All of SFTI's equipment, connections, power supplies and network links are redundant and its architecture features independent, self-healing fiber-optic rings, making it completely independent of all other telecommunications circuits and conduits. 

  SFTI's two ring infrastructure of physically diverse fiber-optic lines can withstand a single point of failure at any point on the fiber pathway. By replacing point-to-point circuits with a redundant ring infrastructure of fiber lines the SFTI network has no single points of failure.  Therefore, even if a SFTI fiber pathway is compromised, financial data traffic will continue to move uninterrupted along another pathway, improving the industry's protection against possible threats.  Additionally, instead of relying on point-to-point circuits to SIAC, users will connect to two or more access centers in the New York, Boston or Chicago area via their telecommunications carrier(s) of choice.  The fiber lines provided by Con Edison Communications are secure and managed by a highly sophisticated Network Operations Center.

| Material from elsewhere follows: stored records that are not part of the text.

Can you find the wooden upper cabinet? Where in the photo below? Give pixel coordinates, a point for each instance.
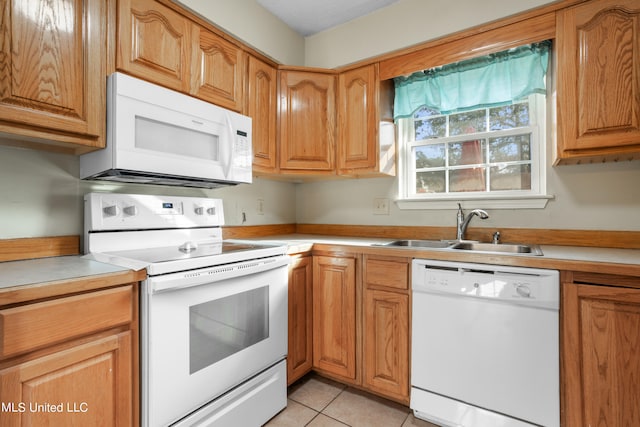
(160, 45)
(598, 86)
(217, 70)
(307, 121)
(52, 72)
(262, 104)
(154, 43)
(366, 140)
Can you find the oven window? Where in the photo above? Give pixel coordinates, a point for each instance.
(222, 327)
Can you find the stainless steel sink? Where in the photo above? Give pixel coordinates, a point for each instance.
(507, 248)
(420, 243)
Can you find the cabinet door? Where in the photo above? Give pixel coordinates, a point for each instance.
(299, 359)
(52, 70)
(154, 43)
(386, 343)
(357, 120)
(89, 385)
(600, 355)
(217, 70)
(598, 87)
(307, 121)
(262, 103)
(334, 316)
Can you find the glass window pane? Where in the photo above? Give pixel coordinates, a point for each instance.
(222, 327)
(467, 152)
(423, 112)
(509, 116)
(472, 179)
(431, 182)
(514, 177)
(429, 156)
(510, 148)
(431, 128)
(467, 122)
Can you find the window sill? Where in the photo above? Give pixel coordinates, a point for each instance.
(495, 202)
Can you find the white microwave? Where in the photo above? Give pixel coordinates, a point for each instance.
(159, 136)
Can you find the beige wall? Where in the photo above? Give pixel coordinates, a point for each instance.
(402, 24)
(41, 194)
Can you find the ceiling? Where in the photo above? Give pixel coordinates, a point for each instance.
(308, 17)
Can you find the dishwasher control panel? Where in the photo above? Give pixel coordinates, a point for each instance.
(503, 283)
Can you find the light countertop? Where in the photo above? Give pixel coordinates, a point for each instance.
(54, 269)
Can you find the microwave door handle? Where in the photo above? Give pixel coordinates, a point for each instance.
(226, 166)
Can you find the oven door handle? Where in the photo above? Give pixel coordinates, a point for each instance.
(187, 279)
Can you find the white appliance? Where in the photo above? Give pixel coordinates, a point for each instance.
(159, 136)
(213, 313)
(485, 345)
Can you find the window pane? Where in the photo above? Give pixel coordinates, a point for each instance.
(509, 116)
(429, 156)
(467, 122)
(431, 128)
(466, 152)
(423, 112)
(461, 180)
(514, 177)
(431, 182)
(510, 148)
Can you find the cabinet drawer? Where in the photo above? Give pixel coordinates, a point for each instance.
(36, 325)
(392, 273)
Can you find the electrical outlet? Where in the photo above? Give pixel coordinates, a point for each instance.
(381, 206)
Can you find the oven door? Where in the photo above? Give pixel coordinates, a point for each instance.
(199, 342)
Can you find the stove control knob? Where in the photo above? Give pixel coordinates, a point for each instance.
(187, 247)
(523, 290)
(130, 210)
(112, 210)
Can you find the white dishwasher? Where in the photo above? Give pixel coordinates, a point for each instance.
(485, 345)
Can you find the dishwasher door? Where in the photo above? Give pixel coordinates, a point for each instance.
(485, 345)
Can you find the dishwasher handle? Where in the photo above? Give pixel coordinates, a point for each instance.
(509, 285)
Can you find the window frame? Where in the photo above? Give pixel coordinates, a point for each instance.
(536, 197)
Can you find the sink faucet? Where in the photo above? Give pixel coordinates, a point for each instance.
(463, 222)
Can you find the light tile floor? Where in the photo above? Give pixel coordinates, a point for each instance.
(315, 401)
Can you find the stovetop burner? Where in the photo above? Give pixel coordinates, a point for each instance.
(187, 250)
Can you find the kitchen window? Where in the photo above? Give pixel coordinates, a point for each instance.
(475, 130)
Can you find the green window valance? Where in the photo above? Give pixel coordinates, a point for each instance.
(491, 80)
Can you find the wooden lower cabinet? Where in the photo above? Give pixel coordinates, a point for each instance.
(386, 343)
(600, 346)
(334, 316)
(386, 327)
(70, 361)
(299, 355)
(361, 321)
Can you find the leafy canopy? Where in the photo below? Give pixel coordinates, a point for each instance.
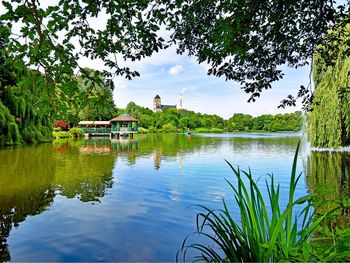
(244, 40)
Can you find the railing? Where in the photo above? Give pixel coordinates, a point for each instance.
(124, 129)
(97, 130)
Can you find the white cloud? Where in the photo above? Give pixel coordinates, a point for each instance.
(174, 70)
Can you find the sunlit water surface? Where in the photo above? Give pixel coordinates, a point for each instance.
(119, 200)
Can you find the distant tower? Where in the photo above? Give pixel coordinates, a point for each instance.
(157, 105)
(180, 108)
(181, 93)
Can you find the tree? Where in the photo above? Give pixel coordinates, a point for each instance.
(329, 119)
(247, 41)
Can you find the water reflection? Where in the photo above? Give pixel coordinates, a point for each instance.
(27, 176)
(136, 189)
(328, 175)
(31, 177)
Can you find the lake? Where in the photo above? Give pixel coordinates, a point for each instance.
(136, 200)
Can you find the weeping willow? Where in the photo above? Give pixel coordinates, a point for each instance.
(329, 120)
(24, 115)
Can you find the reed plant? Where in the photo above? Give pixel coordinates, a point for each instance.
(265, 233)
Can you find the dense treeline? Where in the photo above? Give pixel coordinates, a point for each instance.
(24, 115)
(329, 120)
(173, 120)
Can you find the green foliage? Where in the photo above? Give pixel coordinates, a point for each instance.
(208, 130)
(329, 120)
(267, 122)
(240, 40)
(265, 232)
(169, 128)
(76, 132)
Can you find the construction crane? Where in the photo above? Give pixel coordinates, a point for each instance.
(181, 93)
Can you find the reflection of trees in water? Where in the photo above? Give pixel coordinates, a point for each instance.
(26, 176)
(85, 171)
(265, 144)
(31, 176)
(328, 175)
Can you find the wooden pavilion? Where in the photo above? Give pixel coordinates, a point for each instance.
(124, 125)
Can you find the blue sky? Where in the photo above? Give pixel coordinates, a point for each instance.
(167, 74)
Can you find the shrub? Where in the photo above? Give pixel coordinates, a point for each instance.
(143, 130)
(62, 134)
(169, 128)
(262, 235)
(63, 125)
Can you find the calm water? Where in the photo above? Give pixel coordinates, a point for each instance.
(103, 200)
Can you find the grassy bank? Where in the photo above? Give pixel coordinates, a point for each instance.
(265, 232)
(72, 133)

SFTI is a product of SIAC, a technology subsidiary of the New York Stock Exchange and the American Stock Exchange. SIAC is responsible for the design, development, implementation and operation of the exchanges' computer systems and communications networks.  SIAC operates clearance and settlement systems on behalf of the clearing corporations and disseminates U.S. market data worldwide. SIAC is also the company behind the Secure Financial Transaction Infrastructure (SFTI), which is designed to meet the financial industry's need for a data communications infrastructure that is more resistant to man-made and natural disasters, while speeding recovery after a crisis.

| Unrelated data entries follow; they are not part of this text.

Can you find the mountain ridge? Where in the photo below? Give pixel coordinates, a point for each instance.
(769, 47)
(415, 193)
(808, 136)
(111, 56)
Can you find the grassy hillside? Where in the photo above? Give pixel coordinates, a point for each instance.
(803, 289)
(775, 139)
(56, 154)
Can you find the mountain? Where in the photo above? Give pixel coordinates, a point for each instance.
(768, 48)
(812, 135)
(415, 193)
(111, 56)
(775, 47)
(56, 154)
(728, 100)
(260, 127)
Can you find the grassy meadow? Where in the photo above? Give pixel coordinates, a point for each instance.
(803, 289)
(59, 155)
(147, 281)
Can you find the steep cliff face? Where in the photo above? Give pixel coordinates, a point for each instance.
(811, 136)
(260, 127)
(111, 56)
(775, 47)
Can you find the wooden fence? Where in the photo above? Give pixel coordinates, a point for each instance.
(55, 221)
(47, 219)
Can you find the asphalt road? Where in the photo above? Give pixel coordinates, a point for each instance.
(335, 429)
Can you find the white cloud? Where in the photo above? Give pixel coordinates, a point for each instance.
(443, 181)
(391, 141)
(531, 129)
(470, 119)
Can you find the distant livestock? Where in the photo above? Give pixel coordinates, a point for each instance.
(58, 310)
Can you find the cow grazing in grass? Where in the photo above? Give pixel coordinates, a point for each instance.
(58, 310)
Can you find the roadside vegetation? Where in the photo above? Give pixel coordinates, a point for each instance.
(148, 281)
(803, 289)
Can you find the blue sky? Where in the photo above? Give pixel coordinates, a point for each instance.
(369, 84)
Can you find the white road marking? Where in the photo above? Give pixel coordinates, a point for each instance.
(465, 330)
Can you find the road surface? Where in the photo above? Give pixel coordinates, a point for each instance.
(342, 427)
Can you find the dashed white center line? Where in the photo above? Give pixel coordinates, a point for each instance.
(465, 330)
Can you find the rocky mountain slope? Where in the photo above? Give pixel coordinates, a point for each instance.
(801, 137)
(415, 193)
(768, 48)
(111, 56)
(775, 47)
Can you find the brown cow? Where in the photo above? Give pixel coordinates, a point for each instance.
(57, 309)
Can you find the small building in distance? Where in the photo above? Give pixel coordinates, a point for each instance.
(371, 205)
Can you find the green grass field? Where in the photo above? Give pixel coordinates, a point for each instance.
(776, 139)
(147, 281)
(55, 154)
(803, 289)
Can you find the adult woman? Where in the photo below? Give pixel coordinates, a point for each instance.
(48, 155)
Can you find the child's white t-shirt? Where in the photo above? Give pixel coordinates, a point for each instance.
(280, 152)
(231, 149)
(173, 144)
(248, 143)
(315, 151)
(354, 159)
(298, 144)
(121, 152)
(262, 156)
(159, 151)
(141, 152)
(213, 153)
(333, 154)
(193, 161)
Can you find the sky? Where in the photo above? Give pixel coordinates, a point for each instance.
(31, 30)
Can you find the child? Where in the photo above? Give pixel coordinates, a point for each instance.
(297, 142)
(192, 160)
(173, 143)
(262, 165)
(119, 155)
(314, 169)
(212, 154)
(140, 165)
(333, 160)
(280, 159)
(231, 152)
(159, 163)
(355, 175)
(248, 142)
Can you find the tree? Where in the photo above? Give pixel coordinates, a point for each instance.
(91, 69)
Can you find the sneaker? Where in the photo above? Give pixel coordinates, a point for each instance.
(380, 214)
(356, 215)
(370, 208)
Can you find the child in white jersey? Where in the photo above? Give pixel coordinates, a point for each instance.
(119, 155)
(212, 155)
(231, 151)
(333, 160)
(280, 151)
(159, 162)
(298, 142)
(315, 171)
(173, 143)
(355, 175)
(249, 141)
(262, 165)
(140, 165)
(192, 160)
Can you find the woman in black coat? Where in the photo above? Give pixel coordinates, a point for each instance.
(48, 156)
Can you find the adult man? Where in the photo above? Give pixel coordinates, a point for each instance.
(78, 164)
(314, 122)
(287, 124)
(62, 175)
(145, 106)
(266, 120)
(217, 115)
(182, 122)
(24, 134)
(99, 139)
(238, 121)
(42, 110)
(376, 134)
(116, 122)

As the lead federal agency responsible for coordinating critical financial infrastructure protection, the Treasury Department works closely with other federal and state financial regulators, as well as the private sector.  Treasury chairs the Financial and Banking Information Infrastructure Protection Committee, chartered under the President's Working Group on Financial Markets and charged with improving coordination and communication among financial regulators and the private sector to enhance the resiliency of the financial sector.